To be closer to Rebecca Kinney, now an elderly recluse, Elliott relocates from the East Coast to Los Angeles. He rents the pool house on her dilapidated Hollywood estate, aiming to ingratiate himself into her household and gain access to the coveted letters. This I have to admit, was a bit creepy. I mean, I get it he's obsessed but honestly I felt shivers in me and a little bit sick when I read about him only doing all of this to stalk a woman he's never met who also has absolutely no knowledge of his existence. As a woman, that is possibly the most terrifying thing to imagine because even though through the book, we know the aims of the main character - what would happen if we didn't? I understood it, but it really didn't come across very well.

Elliott begins dating Jonica, Rebecca's overweight and emotionally vulnerable granddaughter. Viewing her solely as a means to an end, he exploits her insecurities to deepen his infiltration into the Kinney family. Again, even though this is supposed to be funny, it isn't. But I can appreciate that Elliott really had this planned out. This is where Elliott's true colours of being an entitled idiot come out and I really do feel like it is appropriate for our own times of using and abusing people and things for self-service rather than working to help make the world a better place for everyone. Elliott is really everyone on Twitter who thinks AI art is cool. I can imagine him thinking it is a cool new feature rather than ripping off actual artists' work.

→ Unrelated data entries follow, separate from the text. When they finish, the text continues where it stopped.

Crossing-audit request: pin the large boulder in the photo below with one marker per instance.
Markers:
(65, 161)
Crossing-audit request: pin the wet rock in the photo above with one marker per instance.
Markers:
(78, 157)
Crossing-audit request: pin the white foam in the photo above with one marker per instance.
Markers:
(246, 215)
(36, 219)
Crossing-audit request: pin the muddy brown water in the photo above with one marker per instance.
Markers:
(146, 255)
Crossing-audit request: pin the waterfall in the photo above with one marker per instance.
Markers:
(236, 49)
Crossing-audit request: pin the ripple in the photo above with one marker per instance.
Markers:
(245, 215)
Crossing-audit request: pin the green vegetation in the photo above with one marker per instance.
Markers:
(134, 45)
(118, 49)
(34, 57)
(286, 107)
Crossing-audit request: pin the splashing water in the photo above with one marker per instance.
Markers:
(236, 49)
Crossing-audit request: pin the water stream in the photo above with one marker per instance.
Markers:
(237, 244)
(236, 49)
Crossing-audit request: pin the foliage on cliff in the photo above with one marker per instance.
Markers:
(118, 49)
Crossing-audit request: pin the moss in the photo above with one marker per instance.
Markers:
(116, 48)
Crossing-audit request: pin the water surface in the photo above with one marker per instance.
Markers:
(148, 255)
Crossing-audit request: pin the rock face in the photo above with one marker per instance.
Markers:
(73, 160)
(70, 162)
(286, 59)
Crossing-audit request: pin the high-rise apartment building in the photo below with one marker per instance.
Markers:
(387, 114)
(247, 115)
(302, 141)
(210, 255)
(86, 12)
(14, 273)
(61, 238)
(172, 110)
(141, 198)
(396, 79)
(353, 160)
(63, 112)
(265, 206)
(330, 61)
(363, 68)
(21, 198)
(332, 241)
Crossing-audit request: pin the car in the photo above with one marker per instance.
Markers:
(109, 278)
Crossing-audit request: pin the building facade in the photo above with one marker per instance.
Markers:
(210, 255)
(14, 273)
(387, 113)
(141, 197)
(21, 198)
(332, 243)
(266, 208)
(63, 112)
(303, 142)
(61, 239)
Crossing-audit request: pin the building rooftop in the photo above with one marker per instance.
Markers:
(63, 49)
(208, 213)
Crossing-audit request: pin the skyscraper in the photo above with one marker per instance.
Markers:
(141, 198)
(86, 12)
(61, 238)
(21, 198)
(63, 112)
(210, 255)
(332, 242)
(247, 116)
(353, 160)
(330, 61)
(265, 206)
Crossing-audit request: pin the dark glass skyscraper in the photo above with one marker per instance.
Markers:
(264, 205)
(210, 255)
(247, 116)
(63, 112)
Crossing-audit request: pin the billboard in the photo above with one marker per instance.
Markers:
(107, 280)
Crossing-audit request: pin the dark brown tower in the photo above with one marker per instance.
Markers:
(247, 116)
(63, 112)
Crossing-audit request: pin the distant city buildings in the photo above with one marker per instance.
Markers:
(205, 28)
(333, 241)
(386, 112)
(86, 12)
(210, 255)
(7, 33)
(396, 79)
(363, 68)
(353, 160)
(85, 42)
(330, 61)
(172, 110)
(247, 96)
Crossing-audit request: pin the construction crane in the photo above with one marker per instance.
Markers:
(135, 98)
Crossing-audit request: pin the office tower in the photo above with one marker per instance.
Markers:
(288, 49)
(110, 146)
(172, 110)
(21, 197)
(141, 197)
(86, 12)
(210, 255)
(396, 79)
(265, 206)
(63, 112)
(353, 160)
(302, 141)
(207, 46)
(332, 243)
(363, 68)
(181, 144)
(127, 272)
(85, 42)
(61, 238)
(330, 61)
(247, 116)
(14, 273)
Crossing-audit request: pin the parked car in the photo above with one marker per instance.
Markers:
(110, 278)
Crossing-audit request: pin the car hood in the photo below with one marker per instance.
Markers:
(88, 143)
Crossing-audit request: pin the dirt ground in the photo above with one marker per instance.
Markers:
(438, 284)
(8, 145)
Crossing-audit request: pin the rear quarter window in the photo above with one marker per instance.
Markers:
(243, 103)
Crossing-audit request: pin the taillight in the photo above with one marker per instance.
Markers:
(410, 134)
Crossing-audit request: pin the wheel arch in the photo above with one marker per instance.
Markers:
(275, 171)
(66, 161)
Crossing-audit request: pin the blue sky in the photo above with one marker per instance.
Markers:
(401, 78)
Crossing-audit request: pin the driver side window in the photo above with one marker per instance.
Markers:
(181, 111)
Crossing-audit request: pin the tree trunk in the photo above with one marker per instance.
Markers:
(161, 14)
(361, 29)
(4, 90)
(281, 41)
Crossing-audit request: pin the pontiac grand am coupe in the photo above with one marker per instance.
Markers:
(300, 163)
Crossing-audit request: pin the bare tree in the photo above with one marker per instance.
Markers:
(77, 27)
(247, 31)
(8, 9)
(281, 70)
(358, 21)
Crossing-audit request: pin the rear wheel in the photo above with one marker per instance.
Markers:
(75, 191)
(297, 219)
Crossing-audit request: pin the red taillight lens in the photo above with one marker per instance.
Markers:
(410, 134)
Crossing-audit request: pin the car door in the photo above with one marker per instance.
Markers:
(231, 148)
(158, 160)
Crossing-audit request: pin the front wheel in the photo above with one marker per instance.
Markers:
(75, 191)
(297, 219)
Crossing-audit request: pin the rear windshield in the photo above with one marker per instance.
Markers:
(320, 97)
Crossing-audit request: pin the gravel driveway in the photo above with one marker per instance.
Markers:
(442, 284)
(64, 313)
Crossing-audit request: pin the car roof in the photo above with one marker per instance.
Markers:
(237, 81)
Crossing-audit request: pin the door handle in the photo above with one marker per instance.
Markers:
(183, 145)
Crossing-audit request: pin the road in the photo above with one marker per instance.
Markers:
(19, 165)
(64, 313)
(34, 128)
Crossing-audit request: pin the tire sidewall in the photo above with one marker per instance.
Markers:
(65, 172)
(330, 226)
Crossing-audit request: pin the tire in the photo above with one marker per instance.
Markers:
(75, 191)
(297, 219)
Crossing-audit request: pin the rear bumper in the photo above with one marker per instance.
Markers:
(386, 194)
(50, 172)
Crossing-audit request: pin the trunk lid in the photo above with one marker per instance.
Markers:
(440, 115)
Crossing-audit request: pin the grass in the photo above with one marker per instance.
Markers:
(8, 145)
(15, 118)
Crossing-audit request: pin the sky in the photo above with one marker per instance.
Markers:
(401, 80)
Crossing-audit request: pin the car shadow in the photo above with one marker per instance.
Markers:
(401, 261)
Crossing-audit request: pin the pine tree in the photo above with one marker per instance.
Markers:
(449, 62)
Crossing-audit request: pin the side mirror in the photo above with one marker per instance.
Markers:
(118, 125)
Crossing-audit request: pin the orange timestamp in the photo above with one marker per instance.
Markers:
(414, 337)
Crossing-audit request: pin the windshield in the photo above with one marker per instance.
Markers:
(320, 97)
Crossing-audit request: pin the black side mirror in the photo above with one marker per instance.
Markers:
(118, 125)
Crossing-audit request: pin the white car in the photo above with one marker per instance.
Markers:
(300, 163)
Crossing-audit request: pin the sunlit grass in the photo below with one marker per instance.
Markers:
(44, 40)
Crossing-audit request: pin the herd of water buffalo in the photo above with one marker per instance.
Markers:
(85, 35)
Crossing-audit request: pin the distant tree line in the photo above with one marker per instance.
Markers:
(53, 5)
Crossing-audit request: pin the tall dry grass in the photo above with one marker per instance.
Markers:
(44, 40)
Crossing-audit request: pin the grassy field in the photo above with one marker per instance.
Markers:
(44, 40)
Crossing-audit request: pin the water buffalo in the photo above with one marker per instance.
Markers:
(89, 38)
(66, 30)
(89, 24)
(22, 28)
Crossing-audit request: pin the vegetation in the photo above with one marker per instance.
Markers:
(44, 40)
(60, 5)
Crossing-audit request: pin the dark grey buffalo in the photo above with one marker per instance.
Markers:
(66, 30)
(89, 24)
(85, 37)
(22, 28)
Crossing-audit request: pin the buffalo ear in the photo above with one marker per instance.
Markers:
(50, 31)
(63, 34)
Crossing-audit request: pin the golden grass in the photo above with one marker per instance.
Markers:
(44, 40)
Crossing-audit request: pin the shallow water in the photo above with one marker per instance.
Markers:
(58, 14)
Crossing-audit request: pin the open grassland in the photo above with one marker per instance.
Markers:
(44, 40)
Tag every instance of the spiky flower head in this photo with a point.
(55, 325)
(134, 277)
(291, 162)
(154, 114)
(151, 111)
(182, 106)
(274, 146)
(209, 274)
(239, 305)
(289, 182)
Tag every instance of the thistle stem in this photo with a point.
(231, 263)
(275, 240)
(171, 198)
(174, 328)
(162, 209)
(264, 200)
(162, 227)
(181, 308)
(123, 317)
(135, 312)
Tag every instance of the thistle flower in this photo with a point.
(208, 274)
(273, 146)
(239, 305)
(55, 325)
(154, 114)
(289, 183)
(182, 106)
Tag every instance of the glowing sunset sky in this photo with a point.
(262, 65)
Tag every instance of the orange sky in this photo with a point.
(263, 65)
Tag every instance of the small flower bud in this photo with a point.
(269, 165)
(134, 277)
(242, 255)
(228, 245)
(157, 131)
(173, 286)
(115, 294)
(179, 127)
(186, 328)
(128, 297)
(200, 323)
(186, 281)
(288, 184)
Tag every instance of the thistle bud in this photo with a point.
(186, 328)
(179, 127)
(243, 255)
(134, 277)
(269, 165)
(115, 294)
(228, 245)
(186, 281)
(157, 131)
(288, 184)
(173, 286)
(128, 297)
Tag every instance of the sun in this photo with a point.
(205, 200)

Elliott's attempts to access Rebecca's private papers result in a series of farcical events, including misunderstandings, accidental trespasses, and embarrassing social blunders, highlighting his ineptitude and lack of self-awareness. Isn't 'lack of self-awareness' really the phrase we need to describe him? Of course it is. If there was one thing funny about this book it was that I could witness this guy metaphorically fall over himself time and time again, eventually never actually getting anywhere. My mental state hasn't been great and seeing Elliott make a right fool out of himself really made me feel a bit better. I know that's a mean thing to say but he literally stalked an old woman and pretended to love her granddaughter just to get closer to the family. He deserves whatever is coming to him.
There's so much more that happens in this novel and if you're looking for the perfect extended metaphor for the Studio Ghibli AI art debacle, then you've come to the right place. An entitled idiot really getting what's coming to him is one for the books, but his self-serving and really horrid personality shine through as why the reader feels so happy when he ultimately falls flat on his face.